The President proclaimed increased rates of duty, brought on by The Trade Agreements Extension Act of 1951, were effective July 28, 1954, on all the categories of watch movements on which the rates had been previously reduced, stating – several of the rates were increased to rates originally provided in The Tariff Act of 1930. Further, this investigation has produced no clear evidence that watch movements are being imported in increased quantities within the meaning of the Trade Expansion Act. The official statistics show that imports of movements in 1959-63, although at a higher level than in earlier years, varied only moderately from year to year in that period but with no discernible trend.
And more – clearly, it is impossible under these circumstances to attribute changes in the volume of imports—whether declines or increases, to the concession rate of duty, which has remained the same. It is equally obvious that changes in the volume of imports have been stimulated mainly by changes in the trade, in the structure of production, and in the business decisions being made by one domestic manufacturer (United States Time Corporation – later known as Timex) which makes some of its parts in its overseas installations for assembly in the United States and elsewhere.
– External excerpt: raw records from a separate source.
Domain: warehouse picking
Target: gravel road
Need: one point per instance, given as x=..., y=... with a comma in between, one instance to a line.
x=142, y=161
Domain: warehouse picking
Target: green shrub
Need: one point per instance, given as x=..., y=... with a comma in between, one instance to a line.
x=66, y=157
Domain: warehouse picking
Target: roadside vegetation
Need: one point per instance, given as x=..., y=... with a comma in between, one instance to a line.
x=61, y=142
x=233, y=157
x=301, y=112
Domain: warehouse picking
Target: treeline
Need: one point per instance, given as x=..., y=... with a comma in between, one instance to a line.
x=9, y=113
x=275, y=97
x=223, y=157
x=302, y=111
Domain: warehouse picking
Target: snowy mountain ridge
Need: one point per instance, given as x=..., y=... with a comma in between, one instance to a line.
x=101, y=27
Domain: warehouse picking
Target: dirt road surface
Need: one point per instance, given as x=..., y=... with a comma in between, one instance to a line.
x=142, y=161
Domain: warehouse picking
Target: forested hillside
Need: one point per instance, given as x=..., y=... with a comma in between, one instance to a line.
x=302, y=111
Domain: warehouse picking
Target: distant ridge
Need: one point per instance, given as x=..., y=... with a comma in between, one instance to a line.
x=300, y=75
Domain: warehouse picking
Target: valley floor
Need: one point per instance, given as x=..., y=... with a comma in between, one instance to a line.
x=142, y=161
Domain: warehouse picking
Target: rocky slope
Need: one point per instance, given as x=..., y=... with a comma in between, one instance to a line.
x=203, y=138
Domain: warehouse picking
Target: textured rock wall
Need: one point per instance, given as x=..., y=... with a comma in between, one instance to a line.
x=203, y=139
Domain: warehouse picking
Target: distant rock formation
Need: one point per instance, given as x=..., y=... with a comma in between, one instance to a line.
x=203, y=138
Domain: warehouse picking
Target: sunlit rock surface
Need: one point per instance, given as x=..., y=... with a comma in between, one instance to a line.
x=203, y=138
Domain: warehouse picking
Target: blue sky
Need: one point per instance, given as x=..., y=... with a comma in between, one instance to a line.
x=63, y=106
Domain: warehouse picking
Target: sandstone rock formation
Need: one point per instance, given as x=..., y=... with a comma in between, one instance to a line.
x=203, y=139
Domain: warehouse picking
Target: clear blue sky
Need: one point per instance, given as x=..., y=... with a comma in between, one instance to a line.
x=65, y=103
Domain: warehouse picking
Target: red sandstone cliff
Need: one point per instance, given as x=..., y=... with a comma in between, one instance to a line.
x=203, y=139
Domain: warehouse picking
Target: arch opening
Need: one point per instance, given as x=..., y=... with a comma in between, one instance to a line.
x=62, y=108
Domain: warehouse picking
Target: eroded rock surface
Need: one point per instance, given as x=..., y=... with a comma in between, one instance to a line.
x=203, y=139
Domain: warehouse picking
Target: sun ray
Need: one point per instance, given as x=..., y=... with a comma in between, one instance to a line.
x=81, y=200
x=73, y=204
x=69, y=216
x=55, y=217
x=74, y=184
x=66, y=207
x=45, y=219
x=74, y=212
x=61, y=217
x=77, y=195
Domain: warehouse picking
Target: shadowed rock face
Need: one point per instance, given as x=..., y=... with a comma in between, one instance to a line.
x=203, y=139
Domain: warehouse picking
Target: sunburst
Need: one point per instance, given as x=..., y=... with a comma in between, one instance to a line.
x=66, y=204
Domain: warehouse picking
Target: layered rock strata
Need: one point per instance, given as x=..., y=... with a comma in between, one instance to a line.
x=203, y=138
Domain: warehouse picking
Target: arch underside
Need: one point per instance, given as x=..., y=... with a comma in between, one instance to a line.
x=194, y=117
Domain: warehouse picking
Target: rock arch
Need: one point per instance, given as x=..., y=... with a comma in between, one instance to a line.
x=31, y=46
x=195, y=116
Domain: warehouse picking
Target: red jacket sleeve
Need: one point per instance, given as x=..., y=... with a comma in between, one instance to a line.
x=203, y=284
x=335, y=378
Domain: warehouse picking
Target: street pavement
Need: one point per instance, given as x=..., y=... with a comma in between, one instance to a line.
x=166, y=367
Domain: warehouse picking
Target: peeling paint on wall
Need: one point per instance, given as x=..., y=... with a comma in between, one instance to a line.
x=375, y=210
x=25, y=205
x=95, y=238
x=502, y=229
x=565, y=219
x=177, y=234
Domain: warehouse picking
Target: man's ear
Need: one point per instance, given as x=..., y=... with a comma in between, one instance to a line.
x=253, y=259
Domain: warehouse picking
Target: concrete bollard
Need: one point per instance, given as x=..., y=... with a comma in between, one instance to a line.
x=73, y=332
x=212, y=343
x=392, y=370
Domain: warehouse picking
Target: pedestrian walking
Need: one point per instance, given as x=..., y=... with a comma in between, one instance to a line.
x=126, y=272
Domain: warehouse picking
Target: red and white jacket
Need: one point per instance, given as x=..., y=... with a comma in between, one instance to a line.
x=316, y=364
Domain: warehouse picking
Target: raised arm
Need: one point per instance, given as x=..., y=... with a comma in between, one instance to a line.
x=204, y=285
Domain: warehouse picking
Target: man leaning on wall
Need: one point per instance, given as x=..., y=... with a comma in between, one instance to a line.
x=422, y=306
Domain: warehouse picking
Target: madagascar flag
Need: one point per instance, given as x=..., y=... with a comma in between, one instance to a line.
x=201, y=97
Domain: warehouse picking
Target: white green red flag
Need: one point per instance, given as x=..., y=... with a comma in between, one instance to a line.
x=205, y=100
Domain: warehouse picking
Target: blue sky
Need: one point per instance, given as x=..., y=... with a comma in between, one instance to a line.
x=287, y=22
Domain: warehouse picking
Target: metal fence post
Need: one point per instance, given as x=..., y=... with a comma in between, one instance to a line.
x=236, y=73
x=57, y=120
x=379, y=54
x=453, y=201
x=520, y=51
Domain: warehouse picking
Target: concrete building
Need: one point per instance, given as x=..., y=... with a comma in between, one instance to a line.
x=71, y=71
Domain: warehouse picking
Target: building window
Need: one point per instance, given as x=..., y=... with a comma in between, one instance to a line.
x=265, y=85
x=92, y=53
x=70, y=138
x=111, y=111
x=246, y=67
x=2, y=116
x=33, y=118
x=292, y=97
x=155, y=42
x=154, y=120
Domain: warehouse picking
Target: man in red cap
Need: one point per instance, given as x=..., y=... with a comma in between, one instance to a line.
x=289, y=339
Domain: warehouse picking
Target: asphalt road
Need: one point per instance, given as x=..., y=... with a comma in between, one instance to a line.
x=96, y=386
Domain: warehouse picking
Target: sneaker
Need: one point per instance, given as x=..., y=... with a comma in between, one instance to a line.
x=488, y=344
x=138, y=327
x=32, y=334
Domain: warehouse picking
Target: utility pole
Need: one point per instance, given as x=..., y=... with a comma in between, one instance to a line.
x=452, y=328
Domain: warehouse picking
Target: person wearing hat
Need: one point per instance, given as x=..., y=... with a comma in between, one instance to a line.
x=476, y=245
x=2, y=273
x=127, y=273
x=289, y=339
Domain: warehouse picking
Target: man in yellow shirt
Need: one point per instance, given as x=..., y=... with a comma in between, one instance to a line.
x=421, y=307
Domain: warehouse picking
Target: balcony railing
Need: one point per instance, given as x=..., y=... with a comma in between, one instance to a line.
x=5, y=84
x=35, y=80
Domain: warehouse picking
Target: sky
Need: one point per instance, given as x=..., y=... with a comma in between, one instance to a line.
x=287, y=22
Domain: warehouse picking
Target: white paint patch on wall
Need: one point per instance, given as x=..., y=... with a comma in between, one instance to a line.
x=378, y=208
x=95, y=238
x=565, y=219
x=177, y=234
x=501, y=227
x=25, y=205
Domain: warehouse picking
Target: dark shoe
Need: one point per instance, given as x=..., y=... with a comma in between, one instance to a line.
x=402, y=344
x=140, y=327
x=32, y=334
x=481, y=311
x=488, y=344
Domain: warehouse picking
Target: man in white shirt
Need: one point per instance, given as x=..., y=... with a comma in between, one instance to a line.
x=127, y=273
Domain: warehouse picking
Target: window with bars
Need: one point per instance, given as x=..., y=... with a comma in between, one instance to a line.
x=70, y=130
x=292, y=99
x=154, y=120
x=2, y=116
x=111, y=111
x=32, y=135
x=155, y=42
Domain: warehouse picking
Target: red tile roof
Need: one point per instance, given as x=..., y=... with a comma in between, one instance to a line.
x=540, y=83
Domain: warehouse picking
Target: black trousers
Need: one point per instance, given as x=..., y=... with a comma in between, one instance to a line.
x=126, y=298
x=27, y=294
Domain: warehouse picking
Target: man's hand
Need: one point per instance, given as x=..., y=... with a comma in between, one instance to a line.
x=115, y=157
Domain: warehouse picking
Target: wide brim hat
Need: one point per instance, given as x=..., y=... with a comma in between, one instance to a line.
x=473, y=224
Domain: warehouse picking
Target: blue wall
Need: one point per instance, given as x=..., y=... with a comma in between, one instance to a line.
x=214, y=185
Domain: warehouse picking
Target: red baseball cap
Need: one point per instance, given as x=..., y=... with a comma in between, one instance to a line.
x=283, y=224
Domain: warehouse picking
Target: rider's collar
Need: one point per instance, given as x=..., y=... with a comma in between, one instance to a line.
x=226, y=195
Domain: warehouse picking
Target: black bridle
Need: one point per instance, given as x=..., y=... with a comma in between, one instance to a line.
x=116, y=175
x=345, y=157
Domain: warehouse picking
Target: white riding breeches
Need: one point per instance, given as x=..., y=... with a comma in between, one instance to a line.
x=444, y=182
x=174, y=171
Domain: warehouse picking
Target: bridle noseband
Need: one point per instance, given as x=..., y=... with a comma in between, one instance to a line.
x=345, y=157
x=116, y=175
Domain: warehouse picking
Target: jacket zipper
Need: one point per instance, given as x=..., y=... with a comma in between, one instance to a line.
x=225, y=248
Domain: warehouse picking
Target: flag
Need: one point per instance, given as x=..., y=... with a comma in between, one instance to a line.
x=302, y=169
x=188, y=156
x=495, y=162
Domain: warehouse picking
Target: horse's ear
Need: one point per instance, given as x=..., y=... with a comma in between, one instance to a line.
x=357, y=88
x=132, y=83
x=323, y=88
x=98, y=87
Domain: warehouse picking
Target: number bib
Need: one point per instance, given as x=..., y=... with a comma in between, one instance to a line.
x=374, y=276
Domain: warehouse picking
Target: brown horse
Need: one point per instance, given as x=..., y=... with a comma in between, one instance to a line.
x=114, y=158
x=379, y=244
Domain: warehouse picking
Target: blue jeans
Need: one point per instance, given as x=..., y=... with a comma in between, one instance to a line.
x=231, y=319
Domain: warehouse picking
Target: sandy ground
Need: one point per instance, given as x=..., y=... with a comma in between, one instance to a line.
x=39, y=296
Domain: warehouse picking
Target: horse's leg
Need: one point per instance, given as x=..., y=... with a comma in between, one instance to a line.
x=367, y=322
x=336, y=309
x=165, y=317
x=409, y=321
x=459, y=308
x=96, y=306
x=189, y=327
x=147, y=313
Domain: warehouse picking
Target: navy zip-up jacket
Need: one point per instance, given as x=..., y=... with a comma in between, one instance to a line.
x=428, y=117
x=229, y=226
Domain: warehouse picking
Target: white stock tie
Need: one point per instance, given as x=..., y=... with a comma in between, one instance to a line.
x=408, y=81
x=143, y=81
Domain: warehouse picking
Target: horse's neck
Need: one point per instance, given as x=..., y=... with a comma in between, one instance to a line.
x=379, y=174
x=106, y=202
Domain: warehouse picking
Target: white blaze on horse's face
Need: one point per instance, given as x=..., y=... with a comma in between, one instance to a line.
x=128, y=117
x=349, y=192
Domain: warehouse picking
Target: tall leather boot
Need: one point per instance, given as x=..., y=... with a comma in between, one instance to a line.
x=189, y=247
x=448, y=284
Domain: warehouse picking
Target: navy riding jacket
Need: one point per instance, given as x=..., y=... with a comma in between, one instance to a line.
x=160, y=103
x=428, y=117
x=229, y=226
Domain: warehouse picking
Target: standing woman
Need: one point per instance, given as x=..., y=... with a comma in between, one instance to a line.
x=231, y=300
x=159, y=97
Thus, there is no basis for determining in this instance that the trade-agreement concession has been a major influence with regard to the volume of imports.
The Commission summarized that the variations in the level of imports of movements, and parts, stem predominantly from factors other than the trade-agreement concessions as modified in 1954, submitted and signed by Vice Chairman Dan H. Fenn Jr., Commissioner Glenn W. Sutton and Commissioner James W. Culliton.
The ruling did not help the already struggling American watchmakers still recovering from the U.S. War halt. Waltham closed its factory doors and declared bankruptcy in 1949 – the company went through a series of bankruptcies and restarts under new ownership, with watches and clocks bearing the Waltham name still being made and marketed today. Elgin, once the largest site dedicated to watchmaking in the world, closed their original factory in 1964, discontinued all US manufacturing, in 1968, and sold the rights to the name ‘Elgin’, which were subsequently resold multiple times over the years. The Hamilton Watch Company was sold to the Swiss SSIH, in 1974; now an umbrella brand within The Swatch Group. Bulova, still in operation today has resold multiple times over the years beginning in 1979, and most recently in 2008 when Japanese multinational conglomerate Citizen Watch Company purchased the brand.